その家庭環境も結構リアルで、母が職場の上司と浮気して最終的に両親は別居という結末を迎えます。そこに至るまでことあるごとに口論してるんですが、子供たち3人が「また始まった」とばかりに部屋のドアを閉じるシーンがとても切なくて。両親それぞれにも人生があるとわかっていても、もうちょっと考えてあげてよって気持ちになります。そしてお兄ちゃんね。ラフィーナのことについても的確な助言をくれて、年がちょっと離れてるのもありますがコナーにとって導いてくれる存在で、最初からずーっとカッコ良かった。でも同時にそういう役割をせざるを得なかった辛さも垣間見れて、特に「俺が荒れた場所を分入って進んだおかげで、妹弟は安全な道を歩けてるんだぞ」って爆発してしまうところが泣けました。さっき青春すぎて眩しい的なことを書きましたが、もしかしたらそういう日々はなかったのかも。そして荒れていった。最後の最後にはまた最高の兄貴っで見送ってくれますのでご安心を。

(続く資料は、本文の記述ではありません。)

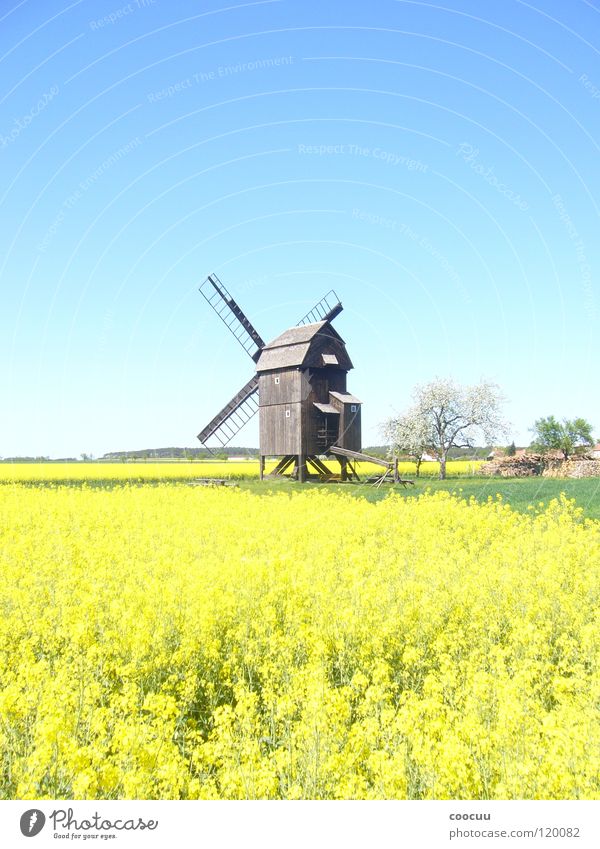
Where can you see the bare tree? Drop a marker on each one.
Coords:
(446, 415)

もう一つの大事な要素、恋愛においても素晴らしくて。本当にPVに来てくれた!と浮き足立ってたら彼氏がいることが発覚するし、距離は縮まってるもののなかなか恋人って感じにもなれない。そこに持ってきて、夢のための別れ。約束の場所に来なくて心配してたら、何も言わず去った後というのは辛い。ラフィーナの同居人に「あんたが勝つ方に賭けてたのに」って言われるシーンは悔しさとか情けなさとかですごく共感しましたよ。
でもその後ちゃんと再会できたのは良かったし(予告動画でちょっと出しすぎな感もありますが)、彼女を勇気づけるのもまた「曲」だったというのがエモい。ノリノリの曲が期待されるイベントであえてのバラード。これも歌詞がよかったな。

ONCEとか泣けるけどハッピーエンドとも少し違うんですが、今回はね、ちゃんと二人の恋は……。あの彼らの人生はまだ始まったはかりなんだ!ってすごい元気が出る流れはマジでよかったし、冒頭で触れた通りアダムが携わった主題歌の「Go Now」はそんな状況にぴったりで、めちゃくちゃ爽やかな気持ちで見終わることができました。どんな人にも自信をもって進められるラスト。

いい音楽がたくさん聴けるし、ピュアな青春ラブストーリーとしても堪能できてお気にりいになること間違いなし。
Netflixにて吹き替え版で視聴。